Portrait d’une travailleuse : Jessica Scalabrini, manœuvre spécialisée en Estrie


Lisez ce portrait d’une travailleuse de l’industrie de la construction, en tant que femme dans un milieu majoritairement masculin. Son nom est Jessica Scalabrini, manoeuvre spécialisée dans la région de l’Estrie. 

Pourquoi es‐​tu allée travailler en construction ?

C’est un milieu qui m’avait toujours intéressée, mais je n’avais jamais osé y aller. Dans ma famille, on a une philosophie de suivre nos rêves. Mon père avait travaillé pour Couillard Construction pendant 25 ans. Je suis donc allée les voir et il y avait un programme pour aider les femmes à intégrer l’industrie.

Aujourd’hui, ça fait 5 ans que je fais ça et J’ADORE mon travail !

Qu’est-ce que tu aimes de ton travail ?

Ce que j’aime : ma « gang », les gars sont vraiment super ! J’ai travaillé sur les ponts, l’excavation, j’aime être dehors, j’aime ça travailler physique… Je suis vraiment comblée dans mon travail.

Est‐​ce que c’est ce à quoi tu t’attendais, être une femme en construction ?

J’ai été surprise du milieu, ce n’était pas exactement ce à quoi je m’attendais. Avant de commencer, l’orgueil est embarqué. Je me demandais si je serais aussi endurante, aussi bonne (que les hommes). Je parle pour moi, mais les gars de la « gang » ont été fins, ils m’ont pris sous leur aile, ils voulaient que je sois bien. Je pouvais poser mes questions, tout le monde me répondait. Je ne me sens pas jugée ni inférieure, ils sont toujours là pour moi si j’ai besoin d’aide.

Couillard Construction est une grosse équipe quand même, on est supportés dans toutes les sphères du travail. L’employeur est très humain, respectueux, il est contre l’intimidation et il y fait attention. Il milite pour le respect et ça paraît.

C’est quoi ton parcours ?

J’ai commencé sur l’équipe d’asphalte en tant que signaleuse pour vérifier si j’aimais l’ambiance. Ensuite sur les ponts en tant que manœuvre sur des barrages, puis en excavation sur un gros chantier à Rouyn. Sur ce dernier, j’ai fait tout le travail de signalisation : installation des chantiers, pose de tuyaux, pose de barrières à sédiments, pelletage, raclage, etc.

C’est quoi la réalité sur les chantiers ?

J’ai passé deux étés sur un chantier à Rouyn (mai à novembre). On se trouve une place où habiter là‐​bas et on reçoit une pension. Ç’a été difficile d’être loin de mes proches, car je suis très proche de ma famille. Mais une fois rendue là‐​bas, notre équipe de travail devient une famille. Mes confrères ont été là pour moi et je recommencerais n’importe quand.

Ça serait quoi ton conseil à une femme qui veut travailler en construction ?

FONCE ! Quand tu as confiance en toi et que tu as une belle équipe, c’est tellement facile ! Travailler avec des gars c’est simple. On a tous notre petit plus à apporter à l’équipe, que ce soit côté travail, côté personnalité. Moi je suis toujours contente de travailler, de voir mon monde, j’amène une autre énergie.

Est‐​ce que parfois tes collègues te font des commentaires un peu inappropriés ?

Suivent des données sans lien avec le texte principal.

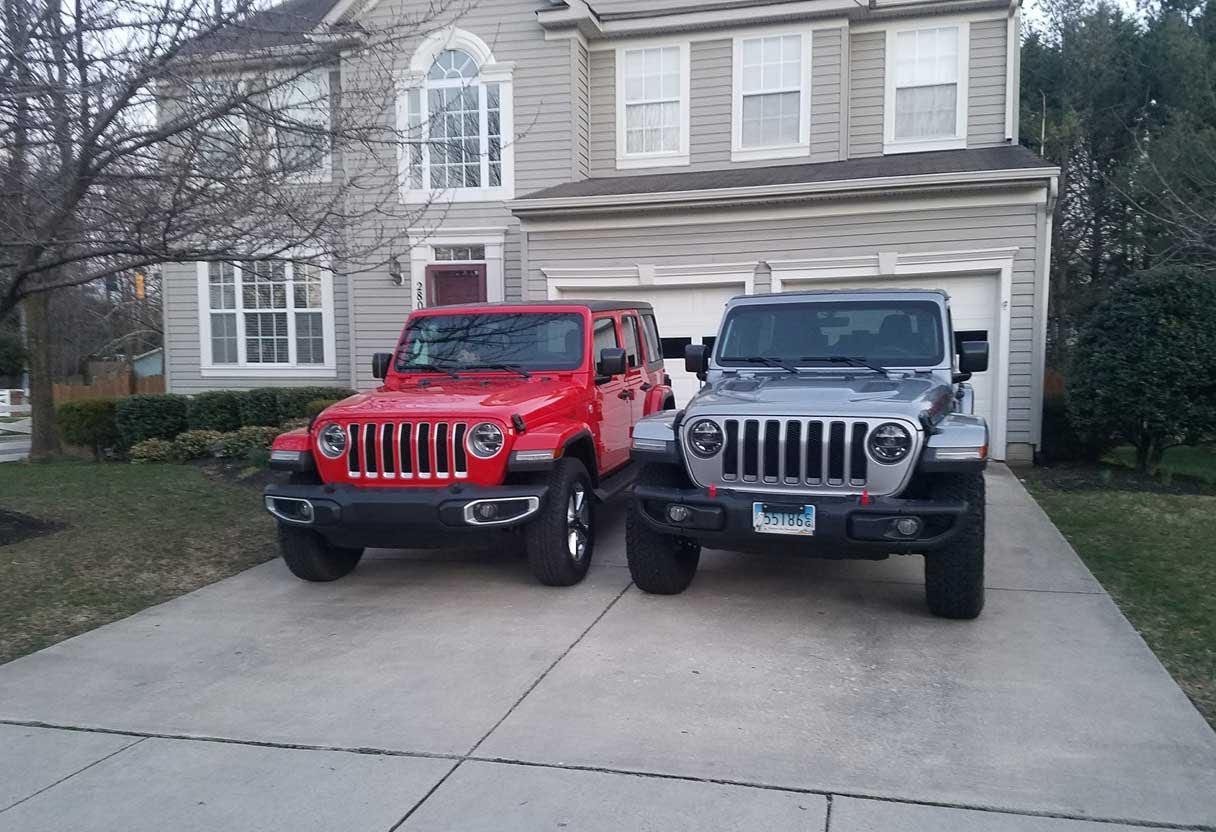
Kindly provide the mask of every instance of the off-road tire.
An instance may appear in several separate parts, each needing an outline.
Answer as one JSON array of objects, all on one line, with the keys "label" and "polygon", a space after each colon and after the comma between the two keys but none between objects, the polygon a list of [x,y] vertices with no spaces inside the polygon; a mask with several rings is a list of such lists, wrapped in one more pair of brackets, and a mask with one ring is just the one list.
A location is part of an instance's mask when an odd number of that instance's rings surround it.
[{"label": "off-road tire", "polygon": [[[580,521],[585,534],[581,556],[570,551],[572,521],[568,515],[572,497],[579,489],[586,506],[585,517]],[[524,529],[528,566],[536,580],[546,586],[573,586],[587,574],[596,545],[595,502],[586,466],[573,456],[558,460],[548,477],[545,504]]]},{"label": "off-road tire", "polygon": [[[648,465],[637,474],[638,485],[687,488],[683,471],[669,465]],[[625,515],[625,556],[629,574],[638,589],[652,595],[679,595],[688,589],[700,563],[700,544],[688,538],[655,532],[641,517],[636,497]]]},{"label": "off-road tire", "polygon": [[958,535],[924,556],[924,598],[941,618],[975,618],[984,609],[984,474],[939,474],[929,482],[936,500],[967,501]]},{"label": "off-road tire", "polygon": [[337,580],[359,566],[362,549],[330,544],[316,532],[278,524],[278,550],[292,574],[303,580]]}]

Ça n’a pas été problématique. Oui, des fois, il y a des choses qui se disent, mais ils sont respectueux quand tu mets tes limites.

Est‐​ce que ton syndicat fait quelque chose pour toi en tant que femme dans un milieu majoritairement masculin ?

J’adore mon syndicat ! Je ne changerais pas. Ma petite sœur est rentrée dans la construction aussi et elle est allée avec la CSD Construction. Quand je les appelle, ils me donnent toujours du « feedback ». Je n’ai jamais été déçue d’un appel. Vraiment du bon service, les gens sont fins.

Est‐​ce qu’il y a des métiers plus « femmes » et d’autres plus « hommes » en construction ?

Il y en a qui ne sont pas évidents pour des femmes (ex. : ferrailleur), mais on est toutes capables de le faire, tant que la volonté est là. Il n’y a pas de sous‐​métier, chaque métier a sa partie plus difficile et plus facile, il y a des positifs et des négatifs pour tout. Je ne pense pas que les filles devraient aller vers un métier en particulier à cause de leur sexe. Il faut essayer, voir si on aime ça.